I have taken a lot of time to read it, but I still think I might have missed something and the end of it left me so shocked that I decided to read it all over again (it will be the first time I reread a book just after reading it).

I leave you a small extract that can be found in several chapters of my edition of the book.

From: The Pilot Fish and the Rich from A Moveable Feast by Ernest Hemingway

Nobody climbs on skis now and almost everybody breaks their legs but maybe it is easier in the end to break your legs than to break your heart although they say that everything breaks now and that sometimes, afterwards, many are stronger at the broken places. I do not know about that now but this is how Paris was in the early days when we were very poor and very happy. 

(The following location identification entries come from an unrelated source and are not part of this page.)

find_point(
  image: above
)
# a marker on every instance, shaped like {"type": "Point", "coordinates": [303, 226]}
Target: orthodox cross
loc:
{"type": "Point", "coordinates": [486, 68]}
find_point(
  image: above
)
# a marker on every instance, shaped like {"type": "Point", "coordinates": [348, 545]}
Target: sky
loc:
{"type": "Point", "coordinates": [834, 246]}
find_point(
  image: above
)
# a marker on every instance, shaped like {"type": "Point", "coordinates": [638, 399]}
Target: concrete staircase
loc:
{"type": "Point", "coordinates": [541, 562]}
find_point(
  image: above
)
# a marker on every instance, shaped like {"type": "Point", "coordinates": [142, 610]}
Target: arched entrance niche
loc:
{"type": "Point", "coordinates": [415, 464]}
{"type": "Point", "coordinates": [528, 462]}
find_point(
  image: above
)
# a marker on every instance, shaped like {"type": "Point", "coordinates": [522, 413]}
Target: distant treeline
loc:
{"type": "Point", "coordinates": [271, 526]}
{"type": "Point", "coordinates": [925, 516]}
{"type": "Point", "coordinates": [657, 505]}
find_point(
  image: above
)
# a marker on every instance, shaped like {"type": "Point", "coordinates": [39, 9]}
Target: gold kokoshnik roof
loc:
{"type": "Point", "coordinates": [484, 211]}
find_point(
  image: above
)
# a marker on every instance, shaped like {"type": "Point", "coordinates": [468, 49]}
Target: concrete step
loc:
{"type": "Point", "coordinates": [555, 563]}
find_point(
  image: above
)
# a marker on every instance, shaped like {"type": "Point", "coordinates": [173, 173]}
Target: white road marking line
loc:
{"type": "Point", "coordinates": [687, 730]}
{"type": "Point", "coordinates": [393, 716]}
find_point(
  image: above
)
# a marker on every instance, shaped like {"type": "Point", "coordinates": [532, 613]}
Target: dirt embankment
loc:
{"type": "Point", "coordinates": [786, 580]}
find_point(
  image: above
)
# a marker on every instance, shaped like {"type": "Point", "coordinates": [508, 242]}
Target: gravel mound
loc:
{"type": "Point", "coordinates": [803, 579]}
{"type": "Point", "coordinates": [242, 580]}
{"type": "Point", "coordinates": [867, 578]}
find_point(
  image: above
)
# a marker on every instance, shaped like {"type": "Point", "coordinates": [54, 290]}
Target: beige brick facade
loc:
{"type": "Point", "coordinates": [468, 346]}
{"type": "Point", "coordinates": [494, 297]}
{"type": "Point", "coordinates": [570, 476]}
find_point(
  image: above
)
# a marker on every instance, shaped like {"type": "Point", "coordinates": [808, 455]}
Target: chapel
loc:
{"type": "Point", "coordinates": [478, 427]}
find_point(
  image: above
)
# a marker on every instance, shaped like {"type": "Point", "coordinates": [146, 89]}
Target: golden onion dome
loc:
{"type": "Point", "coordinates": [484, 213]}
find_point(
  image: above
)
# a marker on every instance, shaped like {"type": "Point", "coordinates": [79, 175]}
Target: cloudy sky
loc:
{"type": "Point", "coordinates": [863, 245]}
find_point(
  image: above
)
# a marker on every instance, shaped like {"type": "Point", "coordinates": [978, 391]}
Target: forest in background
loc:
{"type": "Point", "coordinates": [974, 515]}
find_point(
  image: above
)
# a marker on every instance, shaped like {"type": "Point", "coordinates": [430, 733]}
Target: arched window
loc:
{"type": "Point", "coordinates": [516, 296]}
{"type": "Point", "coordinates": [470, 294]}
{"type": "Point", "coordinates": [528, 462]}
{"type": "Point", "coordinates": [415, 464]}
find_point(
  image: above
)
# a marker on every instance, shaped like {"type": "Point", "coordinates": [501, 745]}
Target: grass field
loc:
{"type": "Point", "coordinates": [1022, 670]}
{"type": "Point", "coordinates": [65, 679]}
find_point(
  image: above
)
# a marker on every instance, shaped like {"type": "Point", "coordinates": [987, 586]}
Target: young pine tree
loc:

And I feel the need to put another fragment, which is similar to this one, from another chapter.

From: Nada y Pues Nada from A Moveable Feast by Ernest Hemingway

No one can ever say they will not break a leg now under certain conditions. Breaking a heart is different. Some people say there is no such thing. Certainly you can not break it if you do not have it and many things unite to take it away from those who started with it. Perhaps there is nothing there. Nada. You can take this or not. And it can be true or not. There are philosophers that explain it very well.


Moreover on my edition there are other fragments that never made it to the original book, and they are strikingly beautiful, so sincere and powerful that it's a shame they didn't get into the book.